An Gleisdorf erscheint mit bemerkenswert, wie da agrarische Welt, urbanes Leben und Industrie verzahnt sind.
Wie Österreich vom Agrarstaat zum Industriestaat wurde, hängt in seinen Fundamenten also stark mit solchem Getreide zusammen. Das ergibt einen Strang in meiner Erzählung von der Mechanisierung der Welt, das hängt andrerseits intensiv mit meiner Matrix der Gewässer zusammen. Und für meinen speziellen Fokus auf das Thema Mühlen erklärt sich der Zusammenhang von selbst.

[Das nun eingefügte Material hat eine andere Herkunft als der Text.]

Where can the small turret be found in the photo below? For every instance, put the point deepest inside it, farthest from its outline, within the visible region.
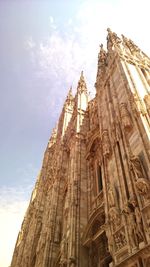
(81, 84)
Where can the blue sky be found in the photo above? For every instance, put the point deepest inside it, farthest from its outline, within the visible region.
(44, 45)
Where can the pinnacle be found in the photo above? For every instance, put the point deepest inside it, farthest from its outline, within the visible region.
(82, 84)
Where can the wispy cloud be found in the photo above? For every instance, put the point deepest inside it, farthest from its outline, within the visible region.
(13, 204)
(60, 59)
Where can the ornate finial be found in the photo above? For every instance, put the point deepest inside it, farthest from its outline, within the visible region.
(81, 84)
(102, 56)
(130, 44)
(70, 92)
(69, 98)
(112, 39)
(53, 137)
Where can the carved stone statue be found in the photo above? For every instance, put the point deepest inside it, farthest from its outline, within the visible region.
(106, 143)
(57, 231)
(139, 225)
(111, 197)
(125, 117)
(115, 218)
(136, 167)
(112, 39)
(63, 250)
(102, 56)
(120, 239)
(131, 222)
(147, 103)
(143, 187)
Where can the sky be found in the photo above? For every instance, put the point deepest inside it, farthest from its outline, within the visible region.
(44, 45)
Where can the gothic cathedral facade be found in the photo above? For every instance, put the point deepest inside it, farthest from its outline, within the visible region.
(91, 203)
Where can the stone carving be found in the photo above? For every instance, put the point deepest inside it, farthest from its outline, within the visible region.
(138, 218)
(112, 39)
(106, 143)
(147, 262)
(81, 84)
(71, 161)
(143, 187)
(57, 231)
(125, 116)
(137, 167)
(147, 103)
(111, 197)
(132, 226)
(52, 140)
(63, 251)
(120, 239)
(115, 218)
(102, 56)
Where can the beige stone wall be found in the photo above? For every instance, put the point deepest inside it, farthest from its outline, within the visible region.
(91, 203)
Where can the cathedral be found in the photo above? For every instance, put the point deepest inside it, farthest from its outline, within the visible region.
(90, 206)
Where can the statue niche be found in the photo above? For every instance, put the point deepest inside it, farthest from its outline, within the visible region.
(125, 117)
(106, 143)
(142, 184)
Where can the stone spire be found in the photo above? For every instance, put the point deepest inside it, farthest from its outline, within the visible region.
(69, 98)
(112, 40)
(81, 84)
(53, 137)
(130, 45)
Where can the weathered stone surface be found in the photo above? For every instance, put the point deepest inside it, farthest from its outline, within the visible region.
(91, 203)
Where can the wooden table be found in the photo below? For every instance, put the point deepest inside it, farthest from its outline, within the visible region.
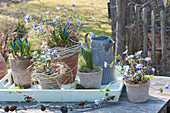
(155, 102)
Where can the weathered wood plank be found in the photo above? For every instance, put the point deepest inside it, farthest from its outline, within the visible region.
(163, 42)
(153, 39)
(138, 38)
(120, 27)
(145, 33)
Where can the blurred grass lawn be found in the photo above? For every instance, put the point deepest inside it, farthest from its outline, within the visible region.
(85, 8)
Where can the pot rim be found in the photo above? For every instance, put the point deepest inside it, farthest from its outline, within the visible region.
(137, 85)
(91, 72)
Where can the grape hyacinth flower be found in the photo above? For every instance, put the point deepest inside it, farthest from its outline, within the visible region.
(139, 53)
(92, 34)
(84, 25)
(97, 102)
(125, 52)
(47, 12)
(105, 64)
(147, 59)
(153, 69)
(50, 50)
(167, 86)
(139, 66)
(58, 8)
(43, 52)
(79, 21)
(26, 41)
(27, 19)
(73, 4)
(65, 10)
(54, 21)
(131, 56)
(41, 30)
(137, 77)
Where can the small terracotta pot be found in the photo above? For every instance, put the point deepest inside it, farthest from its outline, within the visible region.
(21, 75)
(91, 80)
(3, 67)
(72, 62)
(137, 93)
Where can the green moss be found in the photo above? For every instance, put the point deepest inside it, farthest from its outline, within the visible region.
(84, 68)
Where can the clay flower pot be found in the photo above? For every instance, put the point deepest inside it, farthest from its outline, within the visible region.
(137, 93)
(72, 63)
(91, 80)
(3, 67)
(21, 75)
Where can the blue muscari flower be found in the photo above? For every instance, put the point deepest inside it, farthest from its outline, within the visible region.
(54, 21)
(47, 12)
(26, 41)
(84, 25)
(34, 28)
(92, 34)
(34, 53)
(54, 53)
(139, 66)
(50, 50)
(35, 25)
(139, 53)
(153, 69)
(73, 4)
(64, 31)
(127, 76)
(147, 59)
(43, 52)
(43, 56)
(167, 86)
(19, 39)
(58, 8)
(97, 102)
(122, 65)
(131, 56)
(79, 21)
(41, 30)
(137, 77)
(65, 10)
(14, 45)
(125, 52)
(20, 46)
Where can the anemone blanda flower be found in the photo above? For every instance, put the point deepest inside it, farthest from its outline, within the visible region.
(147, 59)
(131, 56)
(105, 64)
(139, 66)
(139, 53)
(125, 52)
(73, 4)
(97, 102)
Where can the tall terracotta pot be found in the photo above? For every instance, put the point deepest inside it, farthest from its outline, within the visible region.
(137, 93)
(21, 75)
(72, 63)
(3, 67)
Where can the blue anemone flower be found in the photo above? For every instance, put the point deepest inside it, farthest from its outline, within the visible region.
(26, 41)
(73, 4)
(19, 39)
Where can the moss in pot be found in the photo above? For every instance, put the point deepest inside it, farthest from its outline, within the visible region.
(89, 74)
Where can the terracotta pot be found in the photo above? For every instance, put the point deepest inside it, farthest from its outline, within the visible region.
(3, 67)
(72, 62)
(137, 93)
(21, 75)
(91, 80)
(49, 83)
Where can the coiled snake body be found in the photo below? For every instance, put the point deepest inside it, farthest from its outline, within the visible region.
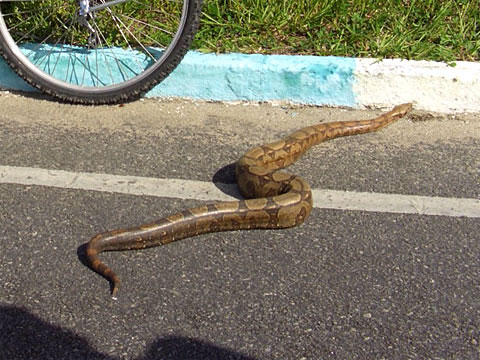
(273, 199)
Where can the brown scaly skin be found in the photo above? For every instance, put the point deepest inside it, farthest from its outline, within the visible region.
(274, 200)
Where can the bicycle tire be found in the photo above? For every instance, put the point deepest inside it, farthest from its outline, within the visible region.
(62, 62)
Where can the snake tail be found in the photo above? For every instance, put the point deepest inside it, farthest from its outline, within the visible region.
(273, 199)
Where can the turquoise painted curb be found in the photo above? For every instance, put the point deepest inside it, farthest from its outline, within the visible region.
(304, 79)
(230, 77)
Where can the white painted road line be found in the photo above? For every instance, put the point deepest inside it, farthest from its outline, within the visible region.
(207, 191)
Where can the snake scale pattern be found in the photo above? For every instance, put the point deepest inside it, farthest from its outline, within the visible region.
(273, 200)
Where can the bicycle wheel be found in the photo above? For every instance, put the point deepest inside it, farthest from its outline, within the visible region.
(96, 51)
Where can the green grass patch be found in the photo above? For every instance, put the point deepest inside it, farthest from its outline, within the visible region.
(442, 30)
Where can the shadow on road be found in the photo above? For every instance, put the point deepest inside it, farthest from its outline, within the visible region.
(24, 336)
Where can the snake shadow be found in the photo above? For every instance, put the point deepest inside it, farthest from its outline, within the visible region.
(24, 336)
(224, 179)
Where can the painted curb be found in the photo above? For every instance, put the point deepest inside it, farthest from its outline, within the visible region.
(331, 81)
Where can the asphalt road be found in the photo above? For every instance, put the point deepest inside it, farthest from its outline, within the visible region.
(345, 285)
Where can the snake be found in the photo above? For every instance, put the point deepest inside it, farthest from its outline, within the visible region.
(272, 199)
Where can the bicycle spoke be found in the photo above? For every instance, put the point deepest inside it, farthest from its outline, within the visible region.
(114, 45)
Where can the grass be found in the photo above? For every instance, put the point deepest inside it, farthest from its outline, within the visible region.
(442, 30)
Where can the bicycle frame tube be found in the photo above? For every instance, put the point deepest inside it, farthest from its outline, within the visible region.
(106, 4)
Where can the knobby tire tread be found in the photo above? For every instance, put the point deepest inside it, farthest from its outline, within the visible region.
(136, 90)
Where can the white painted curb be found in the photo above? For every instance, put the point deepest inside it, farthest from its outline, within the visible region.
(315, 80)
(429, 85)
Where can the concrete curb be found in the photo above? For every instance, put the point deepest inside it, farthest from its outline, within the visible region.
(331, 81)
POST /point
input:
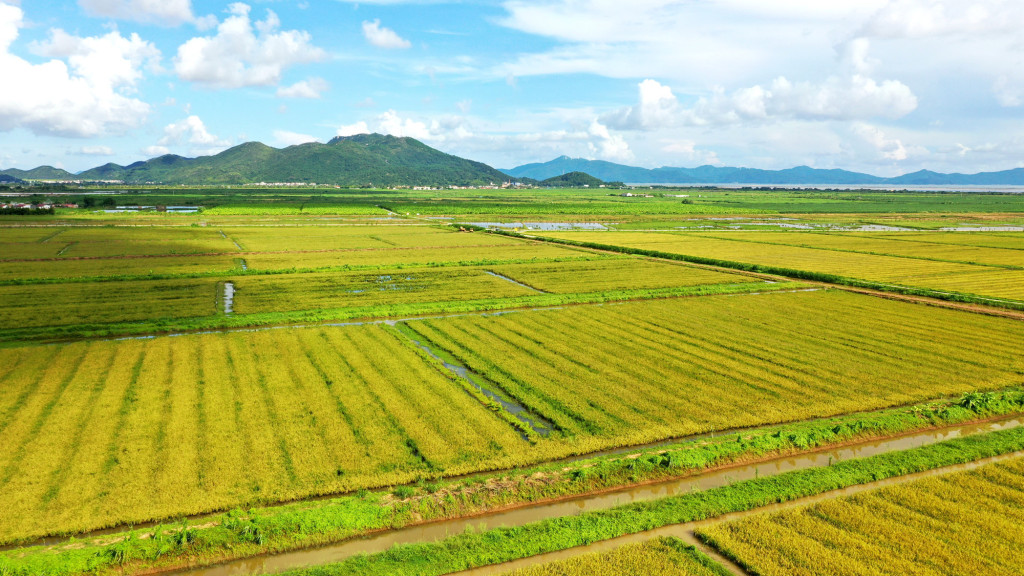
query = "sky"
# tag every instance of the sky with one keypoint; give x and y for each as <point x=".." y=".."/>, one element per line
<point x="881" y="86"/>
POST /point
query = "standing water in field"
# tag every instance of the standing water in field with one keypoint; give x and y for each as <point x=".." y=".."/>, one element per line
<point x="436" y="531"/>
<point x="228" y="298"/>
<point x="537" y="423"/>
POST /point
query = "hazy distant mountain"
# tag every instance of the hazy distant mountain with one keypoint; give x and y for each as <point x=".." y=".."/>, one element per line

Bei meinen Umtrieben im Raum Gleisdorf fällt mir immer wieder auf, wie markant Ackerflächen und Wiesen zwischen Siedlungsanlagen zu finden sind. Das bedeutet gewiß, daß es eigentlich umgekehrt war. Der Wohnraum wurde auf ursprünglich landwirtschaftlich genutzte Flächen gesetzt.

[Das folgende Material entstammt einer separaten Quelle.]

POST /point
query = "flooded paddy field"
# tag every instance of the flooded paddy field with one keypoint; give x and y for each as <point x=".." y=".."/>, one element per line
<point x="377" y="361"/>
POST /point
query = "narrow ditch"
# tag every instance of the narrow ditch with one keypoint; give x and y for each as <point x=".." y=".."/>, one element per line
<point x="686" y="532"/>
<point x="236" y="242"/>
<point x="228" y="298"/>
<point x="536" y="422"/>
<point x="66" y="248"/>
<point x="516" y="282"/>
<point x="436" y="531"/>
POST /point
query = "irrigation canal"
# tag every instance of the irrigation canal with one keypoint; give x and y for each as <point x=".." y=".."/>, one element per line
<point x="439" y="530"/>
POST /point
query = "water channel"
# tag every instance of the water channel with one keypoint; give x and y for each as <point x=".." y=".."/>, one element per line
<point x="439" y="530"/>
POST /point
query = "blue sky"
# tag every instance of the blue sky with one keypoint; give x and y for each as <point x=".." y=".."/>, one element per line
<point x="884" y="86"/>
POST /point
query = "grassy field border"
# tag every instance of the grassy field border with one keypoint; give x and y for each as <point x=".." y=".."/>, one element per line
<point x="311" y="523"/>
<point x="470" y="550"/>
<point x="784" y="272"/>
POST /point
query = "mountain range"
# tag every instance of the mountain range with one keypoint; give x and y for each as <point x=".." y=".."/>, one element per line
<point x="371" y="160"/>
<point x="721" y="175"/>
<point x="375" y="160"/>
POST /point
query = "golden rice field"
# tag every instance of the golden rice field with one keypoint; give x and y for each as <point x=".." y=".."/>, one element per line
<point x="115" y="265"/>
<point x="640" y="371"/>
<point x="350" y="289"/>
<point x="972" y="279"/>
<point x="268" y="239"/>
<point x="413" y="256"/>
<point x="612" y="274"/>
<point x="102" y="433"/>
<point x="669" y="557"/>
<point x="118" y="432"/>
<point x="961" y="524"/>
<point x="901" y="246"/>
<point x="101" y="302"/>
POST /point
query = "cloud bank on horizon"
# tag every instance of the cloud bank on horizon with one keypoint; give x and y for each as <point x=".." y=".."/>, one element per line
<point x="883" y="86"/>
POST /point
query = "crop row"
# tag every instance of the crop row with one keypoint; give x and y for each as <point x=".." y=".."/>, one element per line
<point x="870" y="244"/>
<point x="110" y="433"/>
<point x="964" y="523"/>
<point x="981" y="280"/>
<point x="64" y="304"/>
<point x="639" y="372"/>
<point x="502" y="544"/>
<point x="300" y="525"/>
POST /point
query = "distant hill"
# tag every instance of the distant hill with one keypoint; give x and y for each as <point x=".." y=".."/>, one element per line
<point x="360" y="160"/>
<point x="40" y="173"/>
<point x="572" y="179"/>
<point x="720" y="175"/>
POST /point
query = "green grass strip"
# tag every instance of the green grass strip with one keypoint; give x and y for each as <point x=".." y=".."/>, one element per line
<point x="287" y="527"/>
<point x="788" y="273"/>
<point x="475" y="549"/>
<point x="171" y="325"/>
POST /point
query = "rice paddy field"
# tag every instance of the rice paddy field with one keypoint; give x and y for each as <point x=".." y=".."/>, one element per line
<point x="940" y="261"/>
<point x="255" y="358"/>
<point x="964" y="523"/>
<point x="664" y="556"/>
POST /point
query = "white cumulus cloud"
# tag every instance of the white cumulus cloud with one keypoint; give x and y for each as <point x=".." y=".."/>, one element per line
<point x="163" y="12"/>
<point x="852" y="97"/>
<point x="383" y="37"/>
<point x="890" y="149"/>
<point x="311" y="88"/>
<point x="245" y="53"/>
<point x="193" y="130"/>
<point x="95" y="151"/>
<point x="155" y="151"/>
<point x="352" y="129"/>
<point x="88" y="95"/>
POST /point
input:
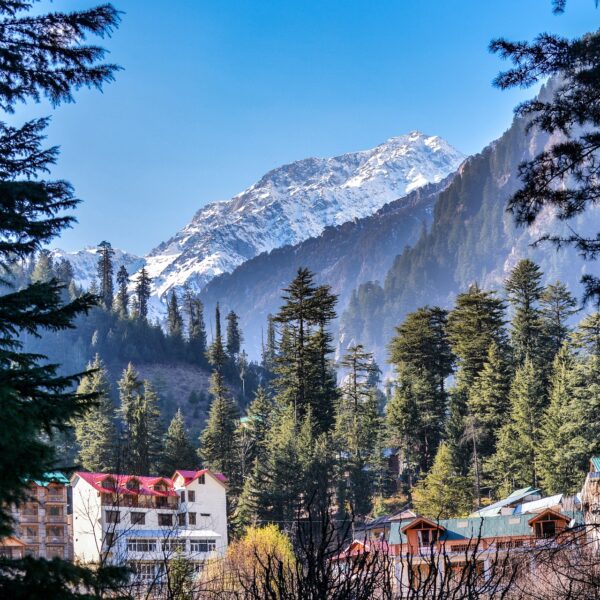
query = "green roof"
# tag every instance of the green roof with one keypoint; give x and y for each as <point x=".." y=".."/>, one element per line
<point x="475" y="527"/>
<point x="50" y="477"/>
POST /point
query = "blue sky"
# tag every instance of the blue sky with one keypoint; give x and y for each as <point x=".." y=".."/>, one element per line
<point x="216" y="92"/>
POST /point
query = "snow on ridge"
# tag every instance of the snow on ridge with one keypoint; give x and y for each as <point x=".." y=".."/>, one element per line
<point x="288" y="205"/>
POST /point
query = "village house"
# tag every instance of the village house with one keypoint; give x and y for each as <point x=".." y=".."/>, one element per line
<point x="413" y="544"/>
<point x="43" y="523"/>
<point x="146" y="521"/>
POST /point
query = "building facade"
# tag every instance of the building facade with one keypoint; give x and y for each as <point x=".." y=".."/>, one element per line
<point x="147" y="521"/>
<point x="44" y="521"/>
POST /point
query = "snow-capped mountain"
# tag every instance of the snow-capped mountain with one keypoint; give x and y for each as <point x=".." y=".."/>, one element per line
<point x="295" y="202"/>
<point x="85" y="263"/>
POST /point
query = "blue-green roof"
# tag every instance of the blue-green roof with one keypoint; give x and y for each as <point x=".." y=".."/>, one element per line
<point x="52" y="476"/>
<point x="475" y="527"/>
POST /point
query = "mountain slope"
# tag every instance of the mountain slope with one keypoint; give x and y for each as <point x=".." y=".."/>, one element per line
<point x="342" y="256"/>
<point x="295" y="202"/>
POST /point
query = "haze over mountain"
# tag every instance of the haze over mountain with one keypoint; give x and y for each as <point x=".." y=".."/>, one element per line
<point x="286" y="206"/>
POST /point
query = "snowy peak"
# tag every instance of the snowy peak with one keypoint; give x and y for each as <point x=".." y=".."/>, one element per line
<point x="286" y="206"/>
<point x="294" y="202"/>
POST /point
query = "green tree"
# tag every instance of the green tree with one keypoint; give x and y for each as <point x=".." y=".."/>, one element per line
<point x="44" y="268"/>
<point x="95" y="431"/>
<point x="524" y="291"/>
<point x="420" y="352"/>
<point x="234" y="336"/>
<point x="476" y="322"/>
<point x="193" y="309"/>
<point x="444" y="492"/>
<point x="174" y="319"/>
<point x="105" y="273"/>
<point x="557" y="306"/>
<point x="304" y="377"/>
<point x="562" y="445"/>
<point x="122" y="294"/>
<point x="142" y="431"/>
<point x="516" y="462"/>
<point x="143" y="289"/>
<point x="45" y="56"/>
<point x="178" y="451"/>
<point x="564" y="176"/>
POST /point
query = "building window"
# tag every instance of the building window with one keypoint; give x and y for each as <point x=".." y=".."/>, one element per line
<point x="54" y="532"/>
<point x="113" y="516"/>
<point x="545" y="529"/>
<point x="55" y="552"/>
<point x="145" y="571"/>
<point x="427" y="537"/>
<point x="138" y="518"/>
<point x="141" y="545"/>
<point x="203" y="545"/>
<point x="165" y="520"/>
<point x="173" y="545"/>
<point x="55" y="511"/>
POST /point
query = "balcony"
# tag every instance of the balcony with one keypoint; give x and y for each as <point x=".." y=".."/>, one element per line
<point x="56" y="518"/>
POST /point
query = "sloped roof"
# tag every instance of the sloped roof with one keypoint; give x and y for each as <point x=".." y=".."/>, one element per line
<point x="52" y="477"/>
<point x="97" y="481"/>
<point x="514" y="498"/>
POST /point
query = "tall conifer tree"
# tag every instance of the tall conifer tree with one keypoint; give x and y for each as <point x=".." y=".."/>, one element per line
<point x="122" y="294"/>
<point x="142" y="293"/>
<point x="105" y="273"/>
<point x="178" y="451"/>
<point x="95" y="431"/>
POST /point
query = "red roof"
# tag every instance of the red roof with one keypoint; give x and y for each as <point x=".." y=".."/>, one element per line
<point x="146" y="484"/>
<point x="190" y="476"/>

Erreicht man über der Stadt den sogenannten Jungberg, lassen sich einige Stellen finden, die das veranschaulichen. (Industrie ausgenommen, die natürlich im Tal bleibt.) Die Siedlungen wurden unter anderem dort hinaufgeschoben, wo derzeit – im Mai – Wintergerste steht. Dazwischen einige Stellen mit alten Obstbäumen.
Die Kulturgerste zählt zu den Süßgräsern und ist uralt. Ich lese, daß ihre Geschichte bis hinter das Neolithikum zurückreicht, als Menschen begonnen hatten, Gräser zu kreuzen, was zu Getreide führte.
Der Beginn des Ackerbaus, ein grundlegender Anlaß zur Seßhaftwerdung, wird in der Jungsteinzeit angenommen. Das liegt mehr als zehntausend Jahre zurück, in Mitteleuropa etwa 7.500 Jahre. Einige Quellen besagen, daß die Nutzung von Gerste in einer Zeit vor etwa 17.000 Jahren nachgewiesen werden könne.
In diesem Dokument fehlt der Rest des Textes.